Acabo de descubrir una de las historias de viajes más increíbles de la historia: Steve Rothstein básicamente rompió la industria aérea con un solo contrato. En 1987, cuando tenía solo 21 años, este tipo pagó 250,000 dólares por algo que en retrospectiva suena insano: un pase ilimitado de por vida con American Airlines. De hecho, añadió otros 150,000 dólares por un pase para acompañantes. ¿Suena loco? Lo era. Y todavía lo es.



Aquí es donde se pone interesante. Steve Rothstein no solo usaba este pase ocasionalmente como un viajero frecuente normal. Lo maximizó al máximo. Hablamos de más de 10,000 vuelos en 21 años. Algunos días tomaba dos vuelos consecutivos. ¿Su distancia total de viaje? Aproximadamente 30 millones de millas. Eso son unas 45 millones de kilómetros. El hombre básicamente vivía en aviones.

Pero no se trataba solo de los números. Steve Rothstein se convirtió en una figura legendaria en la historia de la aviación por lo que hizo con ello. Volaba a otro estado solo para almorzar y regresaba el mismo día. Llevaba personas sin hogar en viajes para reunirlas con sus familias. A veces reservaba asientos para personas que no existían, o simplemente se saltaba vuelos por completo. Básicamente, encontró cada posible loophole creativo.

¿El daño? American Airlines calculó que perdieron más de 21 millones de dólares por su pase. Eso fue un golpe enorme. Para 1994, la compañía ya había tenido suficiente y canceló todo el programa AAirpass, aunque solo 28 personas todavía lo usaban en ese momento. Steve Rothstein claramente era uno de ellos.

Pero aquí está el giro de la trama: en 2008, American Airlines demandó para revocar su boleto, alegando uso indebido. Steve se defendió. Y ganó. ¿Por qué? Porque en Estados Unidos, un contrato es un contrato. No puedes simplemente cancelarlo porque te arrepientes del acuerdo.
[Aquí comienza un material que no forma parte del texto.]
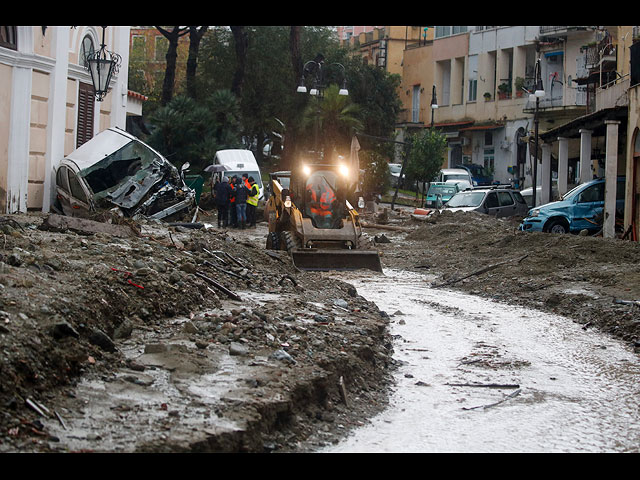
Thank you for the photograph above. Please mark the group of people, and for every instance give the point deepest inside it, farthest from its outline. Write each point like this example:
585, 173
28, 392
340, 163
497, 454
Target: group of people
237, 201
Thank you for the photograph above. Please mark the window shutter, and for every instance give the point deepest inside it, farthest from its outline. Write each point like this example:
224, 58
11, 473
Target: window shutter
85, 114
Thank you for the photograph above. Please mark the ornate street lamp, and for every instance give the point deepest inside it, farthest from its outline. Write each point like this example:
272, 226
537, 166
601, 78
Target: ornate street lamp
434, 103
102, 64
316, 68
538, 93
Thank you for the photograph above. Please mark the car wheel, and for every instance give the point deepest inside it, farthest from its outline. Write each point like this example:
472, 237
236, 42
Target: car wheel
557, 226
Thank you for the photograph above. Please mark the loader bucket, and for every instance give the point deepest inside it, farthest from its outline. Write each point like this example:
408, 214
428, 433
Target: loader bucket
328, 259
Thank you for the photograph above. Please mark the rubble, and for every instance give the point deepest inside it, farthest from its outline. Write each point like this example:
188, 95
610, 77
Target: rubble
90, 318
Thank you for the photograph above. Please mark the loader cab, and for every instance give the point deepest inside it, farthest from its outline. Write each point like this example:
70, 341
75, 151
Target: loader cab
322, 191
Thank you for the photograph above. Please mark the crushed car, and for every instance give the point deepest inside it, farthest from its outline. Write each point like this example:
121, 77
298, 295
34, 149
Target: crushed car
498, 200
116, 170
578, 209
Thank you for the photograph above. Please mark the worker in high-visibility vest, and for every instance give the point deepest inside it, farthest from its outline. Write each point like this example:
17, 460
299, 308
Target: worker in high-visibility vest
252, 201
321, 203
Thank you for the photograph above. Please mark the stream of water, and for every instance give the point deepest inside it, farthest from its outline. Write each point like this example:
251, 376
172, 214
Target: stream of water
481, 376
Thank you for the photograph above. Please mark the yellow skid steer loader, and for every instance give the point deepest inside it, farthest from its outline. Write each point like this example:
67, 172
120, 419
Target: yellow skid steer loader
314, 220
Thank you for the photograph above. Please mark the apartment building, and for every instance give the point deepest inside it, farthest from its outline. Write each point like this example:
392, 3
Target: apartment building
47, 107
480, 78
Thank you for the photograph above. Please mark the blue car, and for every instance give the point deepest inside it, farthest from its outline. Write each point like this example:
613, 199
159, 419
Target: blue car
575, 211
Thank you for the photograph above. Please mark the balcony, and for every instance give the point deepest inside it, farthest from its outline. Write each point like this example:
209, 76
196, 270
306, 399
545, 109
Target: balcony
563, 30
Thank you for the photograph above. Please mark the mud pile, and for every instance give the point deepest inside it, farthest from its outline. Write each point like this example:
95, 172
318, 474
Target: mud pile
105, 339
593, 280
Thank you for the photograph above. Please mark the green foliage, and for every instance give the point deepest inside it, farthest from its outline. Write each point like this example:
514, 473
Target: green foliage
186, 131
376, 173
336, 117
428, 150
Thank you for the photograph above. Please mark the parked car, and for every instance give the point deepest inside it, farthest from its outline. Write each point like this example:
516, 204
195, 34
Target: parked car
447, 174
499, 201
115, 169
479, 174
440, 193
576, 210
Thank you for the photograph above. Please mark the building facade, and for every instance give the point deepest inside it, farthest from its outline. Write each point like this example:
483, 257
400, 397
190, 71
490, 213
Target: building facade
47, 107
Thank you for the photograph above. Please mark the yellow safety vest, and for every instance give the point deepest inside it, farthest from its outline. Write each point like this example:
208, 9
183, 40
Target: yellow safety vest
254, 199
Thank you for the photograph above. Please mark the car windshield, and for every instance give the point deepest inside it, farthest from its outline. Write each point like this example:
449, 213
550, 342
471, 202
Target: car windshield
456, 177
466, 199
441, 190
112, 170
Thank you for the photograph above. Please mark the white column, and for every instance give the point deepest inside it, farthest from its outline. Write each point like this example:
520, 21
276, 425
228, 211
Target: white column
563, 164
610, 182
57, 112
585, 156
545, 194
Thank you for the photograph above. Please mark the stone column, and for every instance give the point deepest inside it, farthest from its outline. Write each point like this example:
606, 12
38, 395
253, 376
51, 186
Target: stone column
585, 156
545, 194
563, 165
610, 182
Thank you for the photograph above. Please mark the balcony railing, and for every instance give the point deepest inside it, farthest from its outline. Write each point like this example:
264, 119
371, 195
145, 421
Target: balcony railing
546, 30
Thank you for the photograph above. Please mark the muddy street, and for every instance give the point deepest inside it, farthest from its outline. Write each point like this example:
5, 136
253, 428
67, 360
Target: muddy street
483, 376
497, 339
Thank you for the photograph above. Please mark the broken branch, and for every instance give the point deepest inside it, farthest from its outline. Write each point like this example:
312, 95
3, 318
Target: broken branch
479, 272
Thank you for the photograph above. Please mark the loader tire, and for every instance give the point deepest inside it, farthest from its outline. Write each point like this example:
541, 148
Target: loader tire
273, 241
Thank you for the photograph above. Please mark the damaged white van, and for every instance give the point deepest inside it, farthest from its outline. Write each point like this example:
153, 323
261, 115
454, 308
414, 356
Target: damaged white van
115, 169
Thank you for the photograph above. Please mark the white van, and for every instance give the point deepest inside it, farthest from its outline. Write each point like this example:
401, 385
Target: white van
237, 162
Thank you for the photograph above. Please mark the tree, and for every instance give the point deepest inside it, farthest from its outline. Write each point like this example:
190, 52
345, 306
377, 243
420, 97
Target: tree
173, 36
241, 45
195, 37
334, 119
428, 149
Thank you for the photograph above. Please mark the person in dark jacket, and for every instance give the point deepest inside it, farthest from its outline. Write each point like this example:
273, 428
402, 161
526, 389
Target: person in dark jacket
232, 204
241, 193
252, 201
223, 196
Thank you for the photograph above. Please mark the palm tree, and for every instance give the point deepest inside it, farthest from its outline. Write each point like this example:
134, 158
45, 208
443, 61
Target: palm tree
336, 119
El tribunal falló a su favor.

Avanzando hasta hoy, Steve Rothstein todavía conserva ese boleto dorado. Quedan menos de 20 pases ilimitados de por vida activos en el mundo. Ya no es solo un viajero frecuente—es un símbolo vivo de lo que pasa cuando alguien toma en serio un contrato y una empresa subestima la letra pequeña. A veces, una pequeña cláusula realmente puede cambiarlo todo.